Working from home has a lot of perks: no commute, a flexible schedule, the ability to wear whatever you want. But after a while, the less glamorous side starts to creep in.
The quiet feels a little too quiet. The days blur together. The slow realization sets in that you haven't had a real conversation since Tuesday.
I've felt all of it, and I've had to be pretty intentional about not letting remote work quietly chip away at my mental health. Here are the habits that have made the biggest difference for me.
Go for a 10-minute walk
This one sounds almost too simple, but it genuinely works.
Occasionally stepping away from my desk and getting outside, even just for 10 minutes, shifts my mood in a way that scrolling or stretching in the living room just doesn't.
Short walks1 significantly improves mood and well-being right after walking, compared to resting indoors. You don't need a long route or a scenic trail; just getting your body moving and your eyes off a screen is enough to reset.
I started building this into my routine after a particularly sluggish afternoon and haven't looked back. Even on the busiest days, 10 minutes is doable, and the mental payoff is real.
Create a designated workspace
One of the sneakiest ways remote work chips away at your mental health is by blurring the line between where you rest and where you work.
When I was answering emails from my bed or writing from the couch, my brain never fully got the signal that the workday was over.
Having a dedicated spot (even if it's just a specific corner of a room) helps your brain associate that space with focus, and everywhere else with rest.
Now I work from the same spot every day. When I'm done, I physically leave that space, close the laptop, and let my home be my home again.
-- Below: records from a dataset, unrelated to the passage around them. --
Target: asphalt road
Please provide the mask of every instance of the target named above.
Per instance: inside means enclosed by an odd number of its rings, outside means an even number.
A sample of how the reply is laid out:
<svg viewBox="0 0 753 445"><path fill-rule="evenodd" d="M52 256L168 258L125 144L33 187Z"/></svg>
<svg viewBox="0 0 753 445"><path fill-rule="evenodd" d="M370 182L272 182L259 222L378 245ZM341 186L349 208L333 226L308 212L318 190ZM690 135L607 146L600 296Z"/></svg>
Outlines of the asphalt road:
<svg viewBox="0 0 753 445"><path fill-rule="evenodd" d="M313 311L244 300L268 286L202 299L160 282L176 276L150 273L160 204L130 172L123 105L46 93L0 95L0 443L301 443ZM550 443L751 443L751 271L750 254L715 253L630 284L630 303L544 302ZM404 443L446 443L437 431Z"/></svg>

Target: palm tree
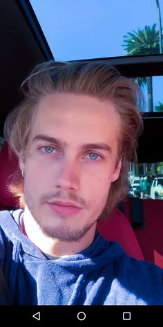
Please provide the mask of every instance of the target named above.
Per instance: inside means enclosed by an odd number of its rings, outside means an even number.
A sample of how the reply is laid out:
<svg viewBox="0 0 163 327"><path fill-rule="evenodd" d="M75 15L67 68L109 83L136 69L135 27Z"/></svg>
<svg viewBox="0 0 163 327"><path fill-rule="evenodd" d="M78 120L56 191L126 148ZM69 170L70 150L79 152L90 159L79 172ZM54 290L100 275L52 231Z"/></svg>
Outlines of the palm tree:
<svg viewBox="0 0 163 327"><path fill-rule="evenodd" d="M146 26L144 29L138 31L128 32L127 35L124 36L124 43L127 55L153 55L160 53L159 44L159 31L155 30L156 24L154 24L151 28ZM140 82L143 82L143 81ZM152 76L146 77L146 82L144 78L144 83L147 84L148 100L148 111L153 111L153 83Z"/></svg>
<svg viewBox="0 0 163 327"><path fill-rule="evenodd" d="M160 53L163 53L162 51L162 19L161 19L161 11L159 3L159 0L155 0L157 16L158 16L158 22L159 22L159 44L160 44Z"/></svg>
Switch up your working location
Sometimes the best thing you can do for your mental health is get out of the house entirely. Working from a café, a co-working space, or even a friend's kitchen table a few times a week does more for your mood than you'd expect. Here's why it works:
- Novelty resets your brain: A change of scenery gives your mind something new to process, which can shake off mental fatigue.
- Proximity to people helps: Even being near strangers provides low-effort social stimulation that working alone at home simply doesn't offer.
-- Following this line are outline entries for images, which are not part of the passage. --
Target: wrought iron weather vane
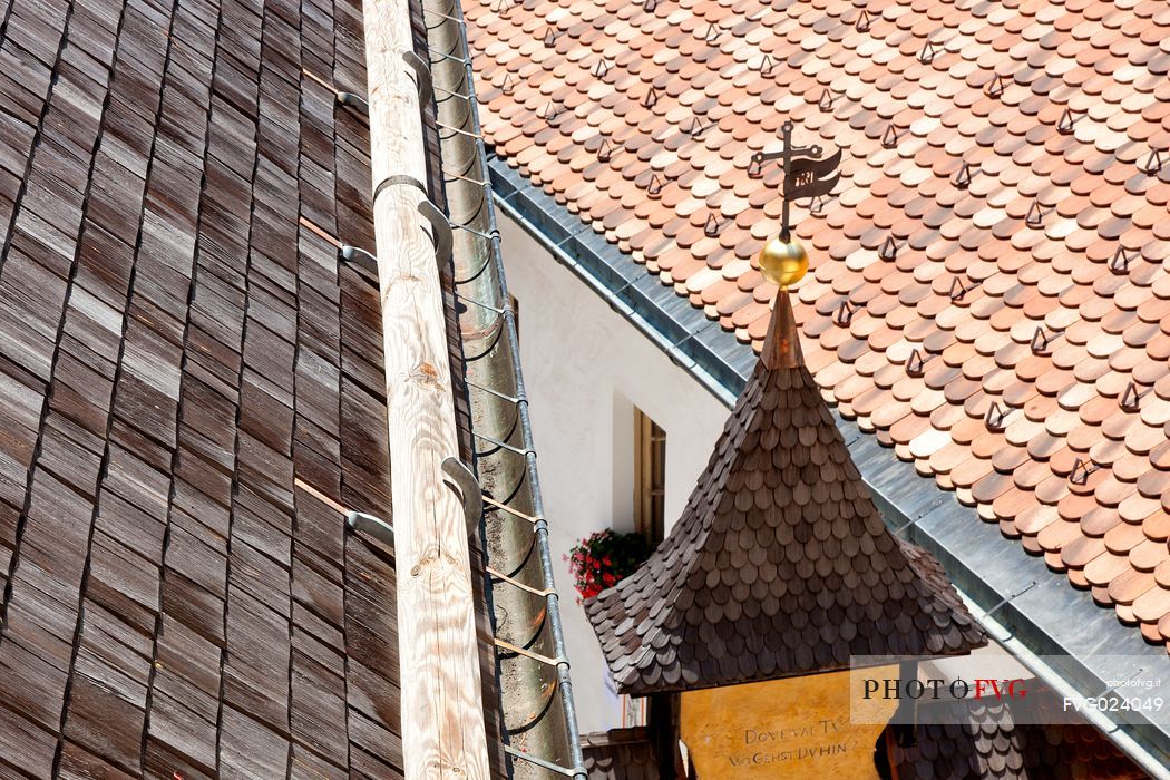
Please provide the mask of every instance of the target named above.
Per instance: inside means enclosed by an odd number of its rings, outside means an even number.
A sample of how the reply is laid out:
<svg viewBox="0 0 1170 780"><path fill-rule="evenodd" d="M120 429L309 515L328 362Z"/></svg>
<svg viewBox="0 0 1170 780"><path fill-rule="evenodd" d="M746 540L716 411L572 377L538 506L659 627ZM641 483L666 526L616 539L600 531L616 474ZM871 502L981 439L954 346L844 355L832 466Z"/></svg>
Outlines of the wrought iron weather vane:
<svg viewBox="0 0 1170 780"><path fill-rule="evenodd" d="M751 166L758 173L764 163L783 160L784 210L780 218L780 235L764 244L759 253L759 270L765 279L778 288L773 312L786 311L786 316L791 318L787 289L799 282L808 270L808 255L799 241L792 240L789 203L799 198L820 198L833 191L841 178L837 171L837 166L841 163L841 150L838 149L832 156L820 159L824 153L820 146L792 145L791 120L785 122L780 130L784 132L784 147L778 152L756 152L751 156Z"/></svg>
<svg viewBox="0 0 1170 780"><path fill-rule="evenodd" d="M764 163L782 160L784 166L784 212L780 218L780 241L791 240L789 226L789 203L800 198L819 198L827 195L841 179L837 166L841 164L841 150L832 156L818 159L824 154L817 144L812 146L792 145L791 120L780 126L784 133L784 147L776 152L756 152L751 156L751 165L759 171Z"/></svg>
- You'll likely feel more energized: On the days you work from a café or library, you may find you're more focused and less drained by the end of the day.
No co-working budget? A library, a friend's home, or a park bench with a hotspot works just as well. The point is simply to change the environment.
Make social plans at least once a week
Remote work can quietly shrink your social life without you realizing it.
When you're not commuting, not grabbing lunch with colleagues, and not bumping into people in hallways, the social interactions that used to happen naturally just stop. Over time, that adds up.
It turns out social isolation2 is an independent risk factor for poor health outcomes, meaning it's not just that lonely people tend to be less healthy, but that isolation itself appears to drive worse outcomes.
The fix isn't complicated, but it does require being intentional. I schedule something social at least once a week: dinner with a friend, a workout class, a phone call that isn't work-related.
It doesn't have to be elaborate. It just has to be real, in-person (or voice-to-voice) connection that reminds you there's a world outside your home office.
Stay connected with your co-workers
Just because I'm not in the same building as my colleagues doesn't mean those relationships have to feel transactional.
Staying connected through messaging platforms like Slack (whether that's a quick check-in, a reaction to someone's message, or a non-work channel where the team shares things they're into) goes a long way toward maintaining a sense of belonging.
Research on remote workers found that colleague social support3 was one of the key factors that helped offset the isolation remote work tends to produce.
A little effort to stay present in your team's digital space can make the workday feel a lot less solitary.
The takeaway
Protecting your mental health as a remote worker isn't a one-time fix; it's an ongoing practice.
A 10-minute walk, a dedicated workspace, a social plan on the calendar: none of these things are revolutionary. But done consistently, they add up to a work-from-home life that actually feels sustainable.